6. Conditions de réalisation et de mise en oeuvre d’une telle politique alternative
6-1 Fin de la logique de discrimination et de suspicion généralisée envers les personnes étrangères, qui conduit à des
drames, des violences, des souffrances, des humiliations et du harcèlement ;
6-2 Transfert des budgets engagés dans l’actuelle politique sécuritaire et répressive aux différents dispositifs d’accueil
et d’accompagnement ;
6-3 Changement de gouvernance : la politique migratoire ne doit plus être confiée au seul ministère de l’Intérieur.
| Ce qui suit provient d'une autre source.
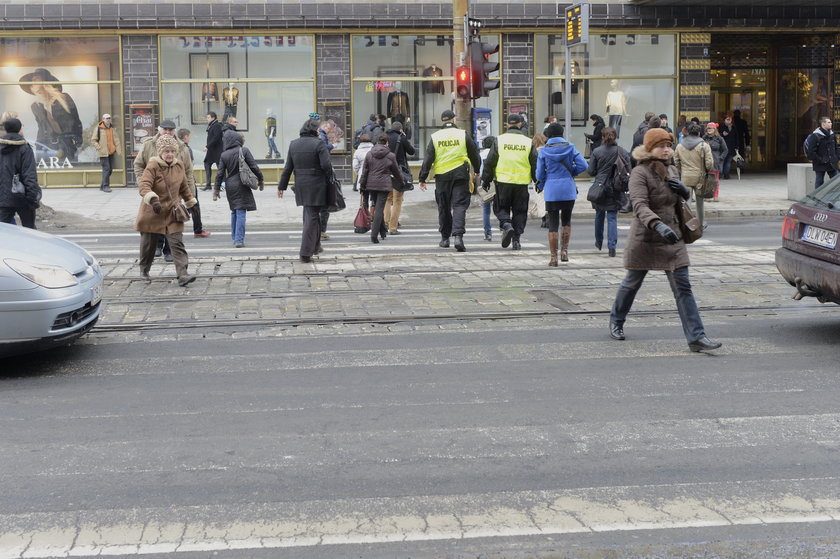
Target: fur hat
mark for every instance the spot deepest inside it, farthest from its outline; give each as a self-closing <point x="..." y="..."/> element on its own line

Privilégier une approche interministérielle fondée sur le droit commun ;
6-4 Formation des personnels administratifs, fonctionnaires et travailleurs sociaux à la compréhension des questions
migratoires, à l’interculturalité et à la logique de bienveillance ;
6-5 Fin de l’impunité des élu·e·s et représentant·e·s de l’État en cas de violations des droits imprescriptibles des
personnes étrangères : systématisation des enquêtes des organisations de la société civile et pouvant être ordonnées
par les tribunaux afin que soient sanctionnées les personnes responsables de ces manquements à leur mission, et
protection des agents qui dénoncent ces violations ;
6-6 Mise en place de cadres de concertation et de coopération entre la société civile et les autorités (sans que cela
conduise à pallier les carences de l’État) ;
6-7 Évaluation transparente et menée par des autorités indépendantes des politiques migratoires, avec un mécanisme
qui engage les pouvoirs publics à tenir compte des recommandations.